Undercutting Violent Extremists in the Middle East, North Africa And South Asia

Accadian’s directors have spent many years devising and implementing campaigns to undercut violent extremism in countries such as Iraq, Syria, Somalia and Pakistan.

Organisations like Daesh (or so-called Islamic State) have always employed a variety of media to frame and amplify their violent ‘propaganda of the deed’ and to cultivate narratives of sectarian grievance or utopian fantasy.

The proliferation of this coercive material can make the extremists seem omnipotent among those they seek to subjugate and helps to perpetuate the factional cycles of violence that they thrive on.

In countering these kinds of narratives, our approach has always focused on providing ordinary people with the methods and means to expose the myths and absurdities of what such groups claim.
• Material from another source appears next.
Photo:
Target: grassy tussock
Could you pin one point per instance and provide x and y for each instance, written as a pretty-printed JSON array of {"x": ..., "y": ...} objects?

Between 2014-17, when Daesh controlled Iraq’s second city of Mosul, the group imposed a media blackout, while at the same time releasing a stream of appalling propaganda that claimed only the Islamic State could bring vulnerable Iraqi Sunnis the rights, dignity and justice they craved.
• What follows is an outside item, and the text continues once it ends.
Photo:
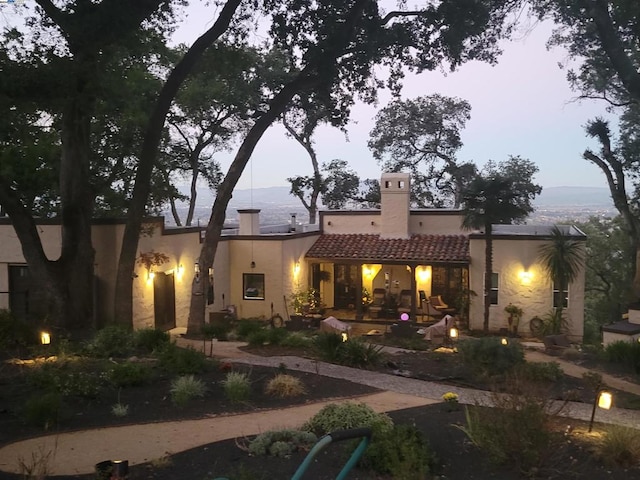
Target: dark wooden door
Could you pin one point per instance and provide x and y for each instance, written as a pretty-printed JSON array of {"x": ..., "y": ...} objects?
[{"x": 164, "y": 301}]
In response, Accadian implemented a programme to empower a circle of brave, covert activists to expose the myths of life in ‘the Caliphate’ using video testimonies and reportage filmed on smart phones. The powerful footage these citizen journalists recorded was smuggled out of the city and then released on social media platforms, to be viewed across Iraq and the wider region.

This rare glimpse of ground truth debunked Daesh’s version of events and restored the voice of the beleaguered Mosulawis. In doing so, it revealed ordinary people’s contempt for Daesh and its ideology. At the same time, it movingly called for safe treatment, representation and justice for people living in a post-Daesh Mosul.

With well over one million views, this reportage, and the responses of the local people who engaged with it, the city’s residents a vital voice and helped to deny Daesh its chokehold on Mosul.